AFAIK, ar and tar must be roughly of the same age and tar is the one
supposed to be used for other purposes than archiving on tapes.

But there may have been a time window when ar was and tar wasn't...

Dan
 
D

Dan Pop

In said:
On Wed, 19 May 2004 14:32:31 +0000, Dan Pop wrote:

Another Unix oddity is the usage of the "lib" *prefix* in the name of
archives built for linker consumption: this prefix is omitted, along
with the .a suffix, when the linker is asked to search a library using
the -l option: to include libm.a in the linking process (it contains
the <math.h> stuff and is not searched by default) you have to use the
-lm option.

As long as we're [OT], I might as well defend this behavior. ;-)

Well, I was not attacking it in the first place... But since you want
to defend it: what's the point of having the lib prefix in the first
place, as long as the purpose of the file can be derived from the suffix
alone?

As CBFalconer said, the ar archiver was used for other things before tar
became widespread enough to be the archiver of choice. (Although seeing
shell archives is more common among old Unix source archives, a shell
archive is really just a shell program. You can see the potential for
abuse.)

Secondly, it's more common for extensions to describe the format of a file
and not its use. (Except for executable files, which ideally shouldn't
have extensions at all, no matter what they look like internally.)

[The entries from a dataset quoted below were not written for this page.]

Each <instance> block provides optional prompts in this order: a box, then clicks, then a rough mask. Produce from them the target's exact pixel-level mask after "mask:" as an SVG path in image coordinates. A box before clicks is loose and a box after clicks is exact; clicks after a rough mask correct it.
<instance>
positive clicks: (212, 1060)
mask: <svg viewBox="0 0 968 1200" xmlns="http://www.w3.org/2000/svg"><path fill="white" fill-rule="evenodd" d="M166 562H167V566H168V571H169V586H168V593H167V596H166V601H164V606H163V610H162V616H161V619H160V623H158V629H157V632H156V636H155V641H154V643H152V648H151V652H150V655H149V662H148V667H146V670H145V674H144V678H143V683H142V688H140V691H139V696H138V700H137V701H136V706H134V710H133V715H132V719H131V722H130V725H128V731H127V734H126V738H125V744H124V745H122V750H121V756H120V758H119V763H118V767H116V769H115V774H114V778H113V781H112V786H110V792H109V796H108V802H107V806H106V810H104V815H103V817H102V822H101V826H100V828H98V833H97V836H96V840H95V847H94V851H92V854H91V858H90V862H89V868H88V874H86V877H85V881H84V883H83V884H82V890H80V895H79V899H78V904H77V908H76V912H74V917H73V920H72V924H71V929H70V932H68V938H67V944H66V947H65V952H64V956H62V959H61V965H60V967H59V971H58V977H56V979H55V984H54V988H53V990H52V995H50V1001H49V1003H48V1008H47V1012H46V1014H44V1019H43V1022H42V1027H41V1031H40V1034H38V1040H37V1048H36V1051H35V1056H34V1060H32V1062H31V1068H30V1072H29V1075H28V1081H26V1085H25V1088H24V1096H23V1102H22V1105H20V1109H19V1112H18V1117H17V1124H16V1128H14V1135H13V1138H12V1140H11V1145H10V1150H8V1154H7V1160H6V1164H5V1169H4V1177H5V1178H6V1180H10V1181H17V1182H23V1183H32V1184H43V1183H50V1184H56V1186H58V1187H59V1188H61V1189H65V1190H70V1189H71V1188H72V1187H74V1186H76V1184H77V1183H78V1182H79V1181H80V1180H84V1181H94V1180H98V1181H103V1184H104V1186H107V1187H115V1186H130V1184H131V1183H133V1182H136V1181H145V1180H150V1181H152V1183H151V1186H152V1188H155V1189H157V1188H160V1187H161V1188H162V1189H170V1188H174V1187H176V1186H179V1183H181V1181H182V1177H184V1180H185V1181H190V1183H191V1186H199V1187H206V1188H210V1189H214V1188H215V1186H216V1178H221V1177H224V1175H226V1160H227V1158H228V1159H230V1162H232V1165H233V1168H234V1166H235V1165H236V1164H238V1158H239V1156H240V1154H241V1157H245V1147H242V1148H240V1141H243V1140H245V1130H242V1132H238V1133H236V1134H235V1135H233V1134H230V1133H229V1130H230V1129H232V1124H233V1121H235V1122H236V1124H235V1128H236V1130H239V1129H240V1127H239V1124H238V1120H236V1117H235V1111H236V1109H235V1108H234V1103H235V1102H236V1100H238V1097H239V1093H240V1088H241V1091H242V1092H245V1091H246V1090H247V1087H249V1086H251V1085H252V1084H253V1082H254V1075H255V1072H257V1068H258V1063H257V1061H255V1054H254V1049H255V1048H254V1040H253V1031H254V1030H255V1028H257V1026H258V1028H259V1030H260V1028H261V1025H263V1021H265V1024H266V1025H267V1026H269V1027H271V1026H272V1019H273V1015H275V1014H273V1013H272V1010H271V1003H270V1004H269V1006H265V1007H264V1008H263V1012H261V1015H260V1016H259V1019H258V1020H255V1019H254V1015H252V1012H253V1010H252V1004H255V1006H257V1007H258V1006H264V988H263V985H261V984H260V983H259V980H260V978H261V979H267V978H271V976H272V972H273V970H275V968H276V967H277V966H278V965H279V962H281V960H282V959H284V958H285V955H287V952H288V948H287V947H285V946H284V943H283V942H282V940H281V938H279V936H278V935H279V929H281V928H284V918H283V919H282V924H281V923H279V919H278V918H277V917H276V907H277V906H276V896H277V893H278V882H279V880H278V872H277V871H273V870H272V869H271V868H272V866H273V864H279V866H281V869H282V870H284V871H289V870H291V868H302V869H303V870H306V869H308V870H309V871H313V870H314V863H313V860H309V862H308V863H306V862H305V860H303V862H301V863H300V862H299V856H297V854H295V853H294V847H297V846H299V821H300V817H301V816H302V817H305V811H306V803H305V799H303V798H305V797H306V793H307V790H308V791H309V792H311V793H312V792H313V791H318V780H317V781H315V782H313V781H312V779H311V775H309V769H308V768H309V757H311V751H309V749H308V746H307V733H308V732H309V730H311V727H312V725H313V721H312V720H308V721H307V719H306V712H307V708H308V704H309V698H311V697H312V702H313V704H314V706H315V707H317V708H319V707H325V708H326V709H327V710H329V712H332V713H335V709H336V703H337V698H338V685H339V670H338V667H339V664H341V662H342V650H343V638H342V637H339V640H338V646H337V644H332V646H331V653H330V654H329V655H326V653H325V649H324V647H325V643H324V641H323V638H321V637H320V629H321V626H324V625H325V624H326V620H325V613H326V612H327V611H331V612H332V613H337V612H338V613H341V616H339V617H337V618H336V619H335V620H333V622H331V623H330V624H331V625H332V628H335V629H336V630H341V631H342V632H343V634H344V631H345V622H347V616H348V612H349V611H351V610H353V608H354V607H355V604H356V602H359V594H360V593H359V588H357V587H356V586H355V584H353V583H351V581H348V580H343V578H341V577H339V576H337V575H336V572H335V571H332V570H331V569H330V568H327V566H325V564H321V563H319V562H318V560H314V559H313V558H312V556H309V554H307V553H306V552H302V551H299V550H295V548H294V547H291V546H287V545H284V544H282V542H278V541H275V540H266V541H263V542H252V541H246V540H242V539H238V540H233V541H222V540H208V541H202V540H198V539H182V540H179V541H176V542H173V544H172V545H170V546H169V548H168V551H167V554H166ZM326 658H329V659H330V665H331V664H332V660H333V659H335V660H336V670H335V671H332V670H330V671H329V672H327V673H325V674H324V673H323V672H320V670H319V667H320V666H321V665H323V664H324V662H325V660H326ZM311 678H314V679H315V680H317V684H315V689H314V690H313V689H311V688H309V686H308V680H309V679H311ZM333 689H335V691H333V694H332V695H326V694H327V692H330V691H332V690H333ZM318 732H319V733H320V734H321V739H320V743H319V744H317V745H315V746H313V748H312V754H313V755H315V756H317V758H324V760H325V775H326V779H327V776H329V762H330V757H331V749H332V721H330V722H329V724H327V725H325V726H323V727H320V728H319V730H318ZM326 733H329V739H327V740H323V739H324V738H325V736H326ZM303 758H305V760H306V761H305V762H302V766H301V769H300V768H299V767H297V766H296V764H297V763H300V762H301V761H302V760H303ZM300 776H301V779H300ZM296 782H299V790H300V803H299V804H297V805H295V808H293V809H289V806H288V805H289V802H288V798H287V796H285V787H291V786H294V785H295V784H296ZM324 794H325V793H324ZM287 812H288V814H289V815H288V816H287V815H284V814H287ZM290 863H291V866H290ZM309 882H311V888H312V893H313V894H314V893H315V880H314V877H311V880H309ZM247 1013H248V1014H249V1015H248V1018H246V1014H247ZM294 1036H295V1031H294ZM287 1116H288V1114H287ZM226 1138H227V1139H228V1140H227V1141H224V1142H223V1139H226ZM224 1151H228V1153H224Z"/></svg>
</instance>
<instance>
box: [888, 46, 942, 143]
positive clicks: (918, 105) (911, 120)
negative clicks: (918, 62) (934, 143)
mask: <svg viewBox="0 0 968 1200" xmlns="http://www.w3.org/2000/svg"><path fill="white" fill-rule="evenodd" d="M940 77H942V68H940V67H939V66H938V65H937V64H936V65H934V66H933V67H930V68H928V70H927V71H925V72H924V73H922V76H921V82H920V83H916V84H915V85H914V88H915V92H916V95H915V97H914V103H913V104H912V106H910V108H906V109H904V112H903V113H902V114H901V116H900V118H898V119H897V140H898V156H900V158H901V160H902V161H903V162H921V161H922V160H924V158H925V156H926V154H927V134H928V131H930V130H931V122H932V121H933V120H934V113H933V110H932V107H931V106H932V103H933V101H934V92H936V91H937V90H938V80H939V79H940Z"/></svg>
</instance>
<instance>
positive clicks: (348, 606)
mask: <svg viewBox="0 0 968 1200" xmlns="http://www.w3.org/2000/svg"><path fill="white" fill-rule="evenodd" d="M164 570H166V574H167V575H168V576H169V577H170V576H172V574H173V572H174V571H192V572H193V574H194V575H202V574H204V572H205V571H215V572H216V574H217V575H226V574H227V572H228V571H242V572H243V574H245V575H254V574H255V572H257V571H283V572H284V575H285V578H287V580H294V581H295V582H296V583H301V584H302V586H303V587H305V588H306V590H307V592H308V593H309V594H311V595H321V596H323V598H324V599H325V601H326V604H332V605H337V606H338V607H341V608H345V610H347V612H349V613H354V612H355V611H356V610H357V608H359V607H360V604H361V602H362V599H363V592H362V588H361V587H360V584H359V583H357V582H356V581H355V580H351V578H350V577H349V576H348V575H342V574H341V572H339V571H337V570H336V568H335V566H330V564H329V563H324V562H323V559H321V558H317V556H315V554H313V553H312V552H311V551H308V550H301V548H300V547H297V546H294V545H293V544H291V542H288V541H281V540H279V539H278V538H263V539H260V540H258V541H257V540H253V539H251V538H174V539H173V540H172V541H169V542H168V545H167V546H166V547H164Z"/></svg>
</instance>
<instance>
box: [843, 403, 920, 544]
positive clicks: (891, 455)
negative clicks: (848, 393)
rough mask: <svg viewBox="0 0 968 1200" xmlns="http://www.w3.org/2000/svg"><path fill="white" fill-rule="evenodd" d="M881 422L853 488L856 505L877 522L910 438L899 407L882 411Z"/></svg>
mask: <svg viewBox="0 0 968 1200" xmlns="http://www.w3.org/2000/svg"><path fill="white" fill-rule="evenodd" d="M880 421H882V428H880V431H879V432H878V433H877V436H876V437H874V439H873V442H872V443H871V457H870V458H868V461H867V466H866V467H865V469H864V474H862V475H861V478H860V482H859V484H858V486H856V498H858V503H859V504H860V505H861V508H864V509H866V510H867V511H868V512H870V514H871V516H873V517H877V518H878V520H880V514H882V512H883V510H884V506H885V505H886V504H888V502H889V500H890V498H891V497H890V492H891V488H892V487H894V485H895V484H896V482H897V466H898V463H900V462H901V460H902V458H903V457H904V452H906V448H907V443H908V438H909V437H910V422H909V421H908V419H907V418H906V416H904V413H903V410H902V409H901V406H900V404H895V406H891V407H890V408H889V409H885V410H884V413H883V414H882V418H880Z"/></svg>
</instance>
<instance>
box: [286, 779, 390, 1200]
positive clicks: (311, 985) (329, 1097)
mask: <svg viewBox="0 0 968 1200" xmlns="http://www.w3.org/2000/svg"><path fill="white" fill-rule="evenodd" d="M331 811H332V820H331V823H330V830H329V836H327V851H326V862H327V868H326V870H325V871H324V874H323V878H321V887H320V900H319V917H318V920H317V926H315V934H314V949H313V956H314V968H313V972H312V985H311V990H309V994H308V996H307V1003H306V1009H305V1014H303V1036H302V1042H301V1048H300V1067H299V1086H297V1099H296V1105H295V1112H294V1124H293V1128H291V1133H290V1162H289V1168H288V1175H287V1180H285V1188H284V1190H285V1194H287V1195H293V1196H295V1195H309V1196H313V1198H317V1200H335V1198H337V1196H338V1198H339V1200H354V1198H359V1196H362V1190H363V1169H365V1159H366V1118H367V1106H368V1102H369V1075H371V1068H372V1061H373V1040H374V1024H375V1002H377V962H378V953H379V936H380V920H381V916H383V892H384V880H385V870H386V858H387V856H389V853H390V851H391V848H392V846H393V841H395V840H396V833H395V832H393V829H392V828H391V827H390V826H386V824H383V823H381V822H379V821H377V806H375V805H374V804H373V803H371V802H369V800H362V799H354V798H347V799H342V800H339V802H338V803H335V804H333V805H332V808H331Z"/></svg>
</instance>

Unix doesn't use file extensions at all...

Then, pray tell, what are the prefixes used in conjunction with the .tar
suffix? How about the .c or .o suffix?

The common convention is that the name of the directory containing a file
together with the file name suffix provide an indication about the file's
use. So, if the directory name is "lib" and the suffix is .a, the "lib"
prefix is as redundant as you can get.
So, really, it's the same reason the compilers don't scan libm.a by
default: Tradition.

Nope: you can't *explain* tradition by invoking it ;-)

Dan
 
D

Dave Thompson

Dik T. Winter said:
Sprunk" <[email protected]> writes:

Linux will load ELF objects and begin execution wherever the ELF header
specifies. There may be common values for those addresses, but any value in
the first 2GB of virtual memory works on the i386 platform. I don't know
about other platforms Linux runs on, nor do I have any clue how COFF objects
work on i386.
M$ PE~COFF (at least) does have a start-address field.

However, *original* Unix did start at virtual 0 -- and "a.out" format
began with an 8-word header whose first word was (always) 0407, the
PDP-11 instruction to branch over the 7 remaining words to the first
actual code (thus) always at virtual byte 020. AFAICT, this plus ar
originated the now-hoary convention of identifying file formats by a
"magic number" in the first 2 or nowadays often 4-8 bytes.